Leonora asintió con la cabeza. Ella también creía que pasaría eso.
—¿Me prometes que intentarás evitarlo? —preguntó Leonora, desesperada.
Nuño sabía que no podía prometer algo así, que no estaba en su mano. Que no tenía poder, si no era mediante un baño de sangre, pero aun así, no pudo resistirse.
—Te lo prometo, Leonora. No tendrás que casarte con quien no adores —dijo él, sin apartar la vista de sus ojos.
Leonora no respondió con palabras. Le dio un beso, cálido y apasionado, como él llevaba días deseando.
Leonora entonces se subió sobre él y lo miró desde arriba. Él negó con la cabeza.
—Si pretendes cumplir tu promesa, ¿qué más da si me entrego? —dijo ella.
Nuño tragó saliva. Sabía que en parte tenía razón.

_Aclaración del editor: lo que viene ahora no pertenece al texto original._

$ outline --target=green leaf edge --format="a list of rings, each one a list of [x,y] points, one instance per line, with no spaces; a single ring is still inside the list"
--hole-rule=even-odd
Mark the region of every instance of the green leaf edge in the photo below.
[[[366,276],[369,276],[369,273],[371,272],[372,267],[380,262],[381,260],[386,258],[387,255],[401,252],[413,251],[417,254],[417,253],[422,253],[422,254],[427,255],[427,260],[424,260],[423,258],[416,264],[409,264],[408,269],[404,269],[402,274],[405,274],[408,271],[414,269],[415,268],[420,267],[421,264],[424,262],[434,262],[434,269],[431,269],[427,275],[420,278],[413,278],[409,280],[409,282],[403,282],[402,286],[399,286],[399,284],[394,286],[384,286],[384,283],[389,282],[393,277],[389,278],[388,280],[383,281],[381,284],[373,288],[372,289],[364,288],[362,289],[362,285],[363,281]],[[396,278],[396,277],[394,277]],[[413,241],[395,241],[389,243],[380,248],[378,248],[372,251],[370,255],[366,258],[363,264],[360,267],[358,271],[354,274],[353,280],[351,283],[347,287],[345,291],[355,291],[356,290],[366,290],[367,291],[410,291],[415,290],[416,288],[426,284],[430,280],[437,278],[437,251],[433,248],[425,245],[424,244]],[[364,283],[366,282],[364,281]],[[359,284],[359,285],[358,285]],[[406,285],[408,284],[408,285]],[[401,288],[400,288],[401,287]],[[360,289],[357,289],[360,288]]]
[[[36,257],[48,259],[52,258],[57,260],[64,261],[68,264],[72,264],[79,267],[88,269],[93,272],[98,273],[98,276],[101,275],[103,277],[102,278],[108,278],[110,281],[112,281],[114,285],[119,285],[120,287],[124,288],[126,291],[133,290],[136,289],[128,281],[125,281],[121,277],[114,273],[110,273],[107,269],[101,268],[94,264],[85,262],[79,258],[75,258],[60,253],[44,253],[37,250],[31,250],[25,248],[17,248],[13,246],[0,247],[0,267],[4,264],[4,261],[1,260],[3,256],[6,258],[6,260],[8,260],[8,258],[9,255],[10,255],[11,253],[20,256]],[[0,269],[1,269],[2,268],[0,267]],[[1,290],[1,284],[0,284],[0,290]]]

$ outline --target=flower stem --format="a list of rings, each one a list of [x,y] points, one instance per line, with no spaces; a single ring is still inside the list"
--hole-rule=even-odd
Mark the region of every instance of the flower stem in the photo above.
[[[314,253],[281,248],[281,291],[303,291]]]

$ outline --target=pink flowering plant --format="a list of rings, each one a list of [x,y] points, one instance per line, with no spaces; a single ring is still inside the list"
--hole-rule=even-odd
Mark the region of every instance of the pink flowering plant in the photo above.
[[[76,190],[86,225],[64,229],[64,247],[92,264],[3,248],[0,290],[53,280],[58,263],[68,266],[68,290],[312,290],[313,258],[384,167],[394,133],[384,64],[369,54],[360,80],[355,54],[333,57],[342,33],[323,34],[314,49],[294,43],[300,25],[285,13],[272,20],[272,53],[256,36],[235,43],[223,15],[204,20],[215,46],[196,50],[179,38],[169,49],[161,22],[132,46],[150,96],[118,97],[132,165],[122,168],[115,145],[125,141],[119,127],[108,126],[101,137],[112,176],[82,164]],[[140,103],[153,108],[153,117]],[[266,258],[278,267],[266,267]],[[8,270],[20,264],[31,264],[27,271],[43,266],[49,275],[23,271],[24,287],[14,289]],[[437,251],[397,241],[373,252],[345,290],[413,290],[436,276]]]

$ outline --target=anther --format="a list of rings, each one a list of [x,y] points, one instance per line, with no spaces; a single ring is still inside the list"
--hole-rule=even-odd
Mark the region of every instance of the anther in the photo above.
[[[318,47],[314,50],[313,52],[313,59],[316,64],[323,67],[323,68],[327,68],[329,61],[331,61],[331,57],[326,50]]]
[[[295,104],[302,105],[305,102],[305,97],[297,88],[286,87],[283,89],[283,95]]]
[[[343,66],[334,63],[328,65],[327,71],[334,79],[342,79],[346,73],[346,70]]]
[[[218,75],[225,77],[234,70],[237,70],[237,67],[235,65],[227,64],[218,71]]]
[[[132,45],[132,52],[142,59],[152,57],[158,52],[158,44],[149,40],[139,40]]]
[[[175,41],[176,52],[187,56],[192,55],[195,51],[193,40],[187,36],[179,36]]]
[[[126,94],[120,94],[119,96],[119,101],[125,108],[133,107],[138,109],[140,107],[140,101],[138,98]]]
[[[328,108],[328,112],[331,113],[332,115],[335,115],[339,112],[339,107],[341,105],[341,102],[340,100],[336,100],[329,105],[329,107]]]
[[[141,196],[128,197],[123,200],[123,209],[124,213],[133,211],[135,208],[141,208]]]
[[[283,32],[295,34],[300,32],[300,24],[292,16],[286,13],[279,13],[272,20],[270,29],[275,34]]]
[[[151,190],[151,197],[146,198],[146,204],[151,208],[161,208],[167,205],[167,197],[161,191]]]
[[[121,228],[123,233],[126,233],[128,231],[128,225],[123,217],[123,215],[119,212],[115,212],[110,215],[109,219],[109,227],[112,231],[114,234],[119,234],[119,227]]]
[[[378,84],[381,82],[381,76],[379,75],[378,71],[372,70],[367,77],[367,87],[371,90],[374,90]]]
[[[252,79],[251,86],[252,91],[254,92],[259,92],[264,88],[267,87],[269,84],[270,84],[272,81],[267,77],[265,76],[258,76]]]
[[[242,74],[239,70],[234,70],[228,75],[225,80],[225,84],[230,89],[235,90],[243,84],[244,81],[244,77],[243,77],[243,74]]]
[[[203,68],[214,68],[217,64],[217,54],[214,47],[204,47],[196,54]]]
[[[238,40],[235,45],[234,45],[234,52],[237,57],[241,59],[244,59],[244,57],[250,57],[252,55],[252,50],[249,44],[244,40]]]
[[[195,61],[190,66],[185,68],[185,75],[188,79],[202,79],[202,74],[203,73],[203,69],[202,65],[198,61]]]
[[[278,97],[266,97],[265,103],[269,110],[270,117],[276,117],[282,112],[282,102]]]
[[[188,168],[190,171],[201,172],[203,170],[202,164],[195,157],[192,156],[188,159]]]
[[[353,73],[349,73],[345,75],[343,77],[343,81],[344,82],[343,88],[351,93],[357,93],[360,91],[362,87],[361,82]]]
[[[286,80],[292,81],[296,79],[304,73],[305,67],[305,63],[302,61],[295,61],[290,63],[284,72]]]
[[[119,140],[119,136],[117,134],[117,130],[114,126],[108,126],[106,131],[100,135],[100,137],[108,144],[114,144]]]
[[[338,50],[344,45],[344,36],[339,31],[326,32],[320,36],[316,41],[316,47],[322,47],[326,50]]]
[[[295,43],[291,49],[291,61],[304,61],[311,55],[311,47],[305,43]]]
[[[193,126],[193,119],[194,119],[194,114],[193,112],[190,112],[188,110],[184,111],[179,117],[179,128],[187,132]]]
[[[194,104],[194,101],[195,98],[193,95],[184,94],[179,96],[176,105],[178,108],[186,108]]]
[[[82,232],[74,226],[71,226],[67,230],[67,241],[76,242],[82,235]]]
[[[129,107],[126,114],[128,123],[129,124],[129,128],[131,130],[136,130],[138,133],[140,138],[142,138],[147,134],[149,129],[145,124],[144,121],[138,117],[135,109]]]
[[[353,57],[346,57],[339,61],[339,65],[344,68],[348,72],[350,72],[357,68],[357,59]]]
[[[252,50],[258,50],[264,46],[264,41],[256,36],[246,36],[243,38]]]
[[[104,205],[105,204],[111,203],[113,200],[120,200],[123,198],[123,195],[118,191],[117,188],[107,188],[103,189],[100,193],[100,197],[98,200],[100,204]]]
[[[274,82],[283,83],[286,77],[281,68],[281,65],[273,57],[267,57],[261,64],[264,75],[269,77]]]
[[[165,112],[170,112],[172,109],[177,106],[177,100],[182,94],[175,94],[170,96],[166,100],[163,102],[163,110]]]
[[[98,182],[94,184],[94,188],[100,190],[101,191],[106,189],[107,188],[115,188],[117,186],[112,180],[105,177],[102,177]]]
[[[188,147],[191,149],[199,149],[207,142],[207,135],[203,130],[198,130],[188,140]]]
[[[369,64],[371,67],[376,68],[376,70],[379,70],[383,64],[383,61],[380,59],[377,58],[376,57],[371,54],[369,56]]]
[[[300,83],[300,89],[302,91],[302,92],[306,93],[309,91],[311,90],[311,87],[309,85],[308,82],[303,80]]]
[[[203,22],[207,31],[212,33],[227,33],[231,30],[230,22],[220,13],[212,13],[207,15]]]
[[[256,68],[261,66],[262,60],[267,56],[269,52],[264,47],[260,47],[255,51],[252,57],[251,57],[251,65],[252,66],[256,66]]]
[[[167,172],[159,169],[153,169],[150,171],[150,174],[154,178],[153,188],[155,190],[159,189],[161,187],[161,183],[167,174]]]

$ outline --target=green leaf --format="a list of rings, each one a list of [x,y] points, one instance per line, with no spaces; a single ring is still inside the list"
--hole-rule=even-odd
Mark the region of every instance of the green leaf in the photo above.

—Pretendo cumplirla, pero no quiero que esto sea así por primera vez, Leonora. No debe salir de la desesperación —dijo él, apelando a la lógica—. Si me hubiera dejado llevar la otra vez, hubiera sido honesto. Igual de imprudente, pero nuestro. Si nos dejamos llevar ahora será por rabia, y eso no es tan bonito. No te lo mereces.
Esta vez, Leonora no se enfadó. Su explicación parecía haberle calado. Se inclinó hacia delante y se limitó a acurrucarse en silencio.
Al final, el cansancio hizo su trabajo y se durmió sobre él. Nuño la dejó dormir así, abrazada a él, resto de la noche.